Before the beginning of the Common Era, Jews were known to have lived in Sparta, Sikyon, Delphi, Athens, Patras, Mantineja, Laconia, Corinth, Thessalalonika, Philippi, and Beroa. Due to baptism forced on Jews by some Byzantine emperors, a number of Jews emigrated o southern Italy. Otherwise, there was a line of Jewish communities in the 12th century. By itself Thebes housed 2,000 families, Salonika 500 families, and middle-sized settlements arose in Halmyros, Corinth, Drama, Krisa, Naupactos, Ravnica, Arta, and Lamia.

The Jewish silk weavers of Thebes, the farmers of Krisa, and dyers and leather workers whom one met everywhere, had one calling. Not for nothing did King Roger of Sicily fetch the Jewish silk weavers to southern Sicily. In the 15th century one could encounter Jewish silk weavers in Modon on the Peloponnesos.

Benjamin of Tudela, who traveled through Greece in the 12th century, knew what to tell about the state of learning among the Greek Jews. Certain spiritual streams went forth from them up into the mountains of Albania, which Benjamin observed with admiration. He wrote, “They called themselves ‘Wallachian.’ They are able to race as fast as gazelles down from the mountains, to plunder the land of the Greeks…. they do not confess to the Christian faith, and they give their children Jewish names. Some even claim they descend from Jews. They call Jews their brothers. When they encounter Jews, they rob them but don’t kill them, as they do with the Greeks. They have no beliefs. From there it’s another two days to Gorzy, an abandoned locale with few inhabitants, a few Greeks and a few Jews.”

Gorzy is surely present-day Korica, in southern Albania. Not far from this lay Castoria, a community Benjamin of Tudela also mentioned, which was the eventual home of Tobia ben Eleasar, who had lived through and then reported about the persecutions in Germany during the First Crusade.

There were also communities in Janina, Arta, and Preveza. The Jews here spoke a language which was a mixture of Latin and classical Greek, and had their own unique songs for the Sabbath and Purim liturgies.

In the 14th and beginning of the 15th century, new settlements were built in Modon (Mothoni), in the port city of Coroni, and in Argos, Patras, Lepanto, and Kythera, all on the Peleponesian isthmus. When the Turks conquered this area, they found communities everywhere, and also at Morea, where a section of the city was named “Hebrew Tribe.”

The immigration of Jews from Spain, Sardinia, Sicily, and Apulia created tensions between the newcomers and the established Jewish communities. [Translator’s Note: This would have been primarily the result of the mass expulsions from Spain and Spanish-controlled territories to the east late in the 15th century.] The Sephardic element was in the majority and managed to make its Spaniolisch language [presumably Ladino] a general-purpose and business language, though in the 19th century it was forced out by the Greek language and this situation hasn’t changed into our own time.

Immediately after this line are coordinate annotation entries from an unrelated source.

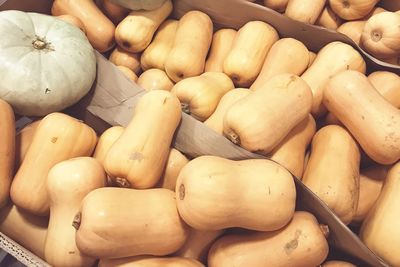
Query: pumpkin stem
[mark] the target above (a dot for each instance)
(76, 223)
(185, 108)
(324, 229)
(234, 138)
(39, 44)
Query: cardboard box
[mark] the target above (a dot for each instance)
(114, 96)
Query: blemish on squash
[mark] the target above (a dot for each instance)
(182, 192)
(293, 244)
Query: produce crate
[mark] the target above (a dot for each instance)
(113, 97)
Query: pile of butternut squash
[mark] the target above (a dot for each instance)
(126, 197)
(366, 22)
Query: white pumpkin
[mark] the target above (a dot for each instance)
(46, 64)
(139, 4)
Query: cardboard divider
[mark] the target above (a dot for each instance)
(113, 97)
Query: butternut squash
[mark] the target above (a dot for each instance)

Salonika was a center of Sephardic Judaism “in the exile.” Due to the establishment of a textile industry, the city grew increasingly important. The city maintained its economic health via foreign trade in the 17th and 18th centuries despite a steady region-wide impoverishment.

At the end of the 19th century Salonika had a population of 130,000, half of these being Jews, and three-quarters of its commerce lay in Jewish hands. One observer wrote, “The people who worked in the harbor were all Jewish, and on the Sabbath steamers could neither load nor offload their cargoes. Carters, cobblers, masons, and silk-workers are all Jewish.”

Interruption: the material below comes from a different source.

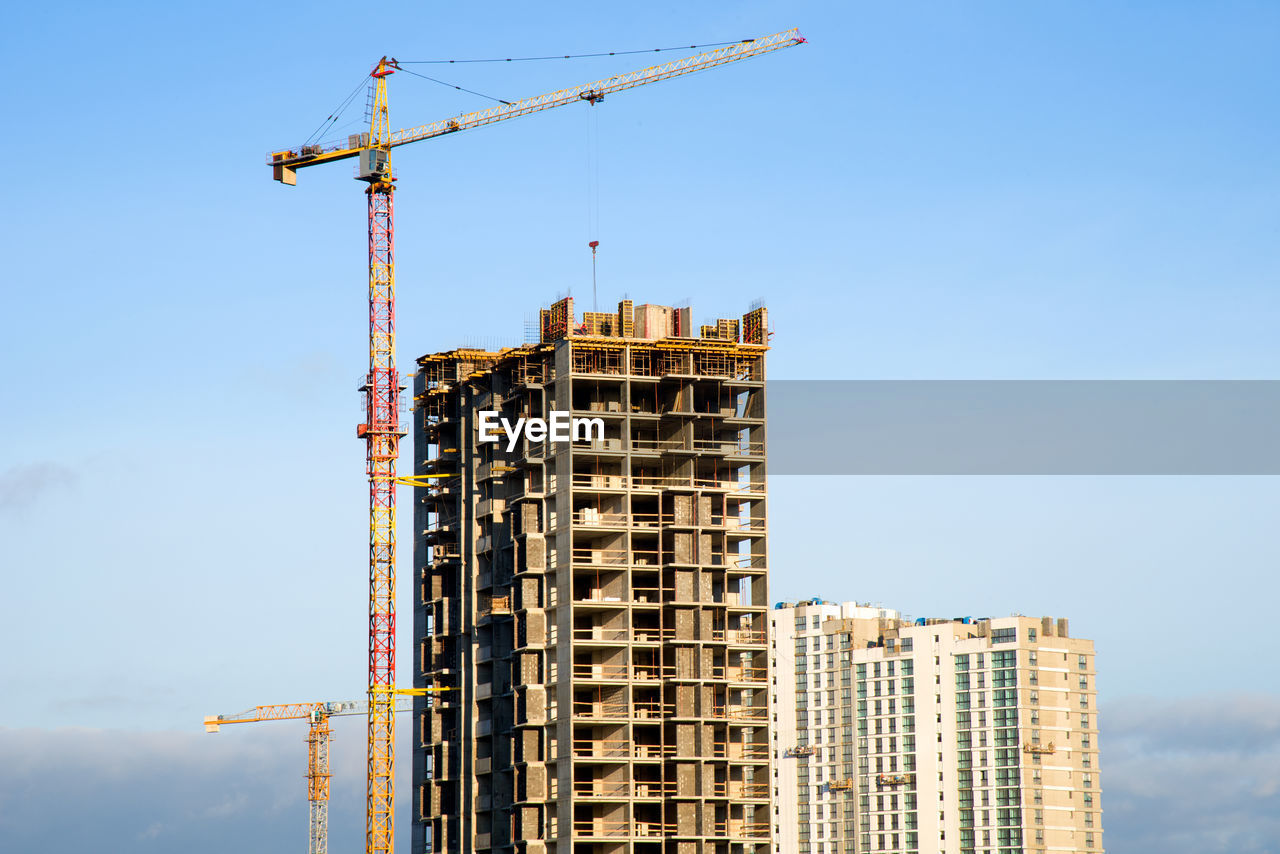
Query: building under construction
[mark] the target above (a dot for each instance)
(598, 603)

In Salonika in 1920, there were about 12,000 Jewish factory workers, mostly in the tobacco industry. All the female home-cleaners and general household helpers of the city were Jewish.

About the Author: Ezra James Nollet is a retired U.S. government chemist living in Poland where he is officer of the local synagogue in Legnica. Before the Deluge appears the last week of each month.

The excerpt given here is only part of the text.